A long-legged equine mana beast was connected to a ramshackle carriage outside. A man in a long coat and wide-brimmed cap lingered next to the cart, eying anyone who walked by appraisingly.
I knocked twice on the scored and pocked bartop, winked at the tender, and then headed for the door.
The commander leaned against the wall beside the door. “Leaving without even a glance at the bottles behind the bar?” She clicked her tongue, and I caught the ghost of a smile beneath her hood. “You really have turned over a new leaf.”

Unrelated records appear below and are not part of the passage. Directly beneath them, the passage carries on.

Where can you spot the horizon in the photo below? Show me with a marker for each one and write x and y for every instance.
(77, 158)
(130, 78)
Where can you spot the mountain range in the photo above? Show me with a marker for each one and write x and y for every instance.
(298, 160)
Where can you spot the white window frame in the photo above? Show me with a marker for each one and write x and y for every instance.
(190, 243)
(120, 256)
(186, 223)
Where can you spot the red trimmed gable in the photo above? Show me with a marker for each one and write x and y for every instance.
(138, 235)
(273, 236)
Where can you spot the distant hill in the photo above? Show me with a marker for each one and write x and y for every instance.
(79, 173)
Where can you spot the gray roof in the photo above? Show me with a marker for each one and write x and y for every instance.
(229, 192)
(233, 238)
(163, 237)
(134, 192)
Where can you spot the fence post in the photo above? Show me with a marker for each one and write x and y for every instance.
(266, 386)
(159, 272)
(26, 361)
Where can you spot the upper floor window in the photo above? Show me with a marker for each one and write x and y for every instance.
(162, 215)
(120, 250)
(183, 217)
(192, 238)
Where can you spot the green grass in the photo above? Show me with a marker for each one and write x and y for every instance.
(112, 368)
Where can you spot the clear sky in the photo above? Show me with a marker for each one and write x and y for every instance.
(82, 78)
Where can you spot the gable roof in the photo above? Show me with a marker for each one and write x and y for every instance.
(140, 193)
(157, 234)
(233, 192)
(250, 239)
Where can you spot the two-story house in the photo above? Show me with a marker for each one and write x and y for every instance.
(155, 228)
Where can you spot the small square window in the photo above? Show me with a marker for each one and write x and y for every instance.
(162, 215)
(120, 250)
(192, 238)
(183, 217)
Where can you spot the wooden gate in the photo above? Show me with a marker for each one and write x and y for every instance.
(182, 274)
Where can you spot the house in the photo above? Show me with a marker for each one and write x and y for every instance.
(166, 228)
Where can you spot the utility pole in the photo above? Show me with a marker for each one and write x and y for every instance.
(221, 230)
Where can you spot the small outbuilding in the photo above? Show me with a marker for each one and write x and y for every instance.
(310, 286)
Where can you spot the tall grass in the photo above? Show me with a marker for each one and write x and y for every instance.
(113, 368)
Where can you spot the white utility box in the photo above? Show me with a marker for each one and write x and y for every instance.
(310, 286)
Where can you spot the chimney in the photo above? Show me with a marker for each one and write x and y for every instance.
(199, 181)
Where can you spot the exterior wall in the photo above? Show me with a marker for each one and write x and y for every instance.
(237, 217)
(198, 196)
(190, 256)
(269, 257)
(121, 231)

It was moments like those that reminded me most clearly of one certainty: as lucid as the hallucination was, it was only ever a reflection of my own internalized thoughts. Commander Cynthia Goodsky—a name she took after turning away from the Vritra—would never have been so graceless as to kick an old dog while he was shivering from withdrawals. That was a special kind of self-deprecating cruelty that only I could come up with.
I shoved my way through the creaking door out into the street. It was overcast and had recently stopped raining. Although Onaeka was a prosperous trading city on the coast of Truacia, I was in the unad edge of town. The street wasn’t even paved, and my boots sank an inch into the muck as I crossed it.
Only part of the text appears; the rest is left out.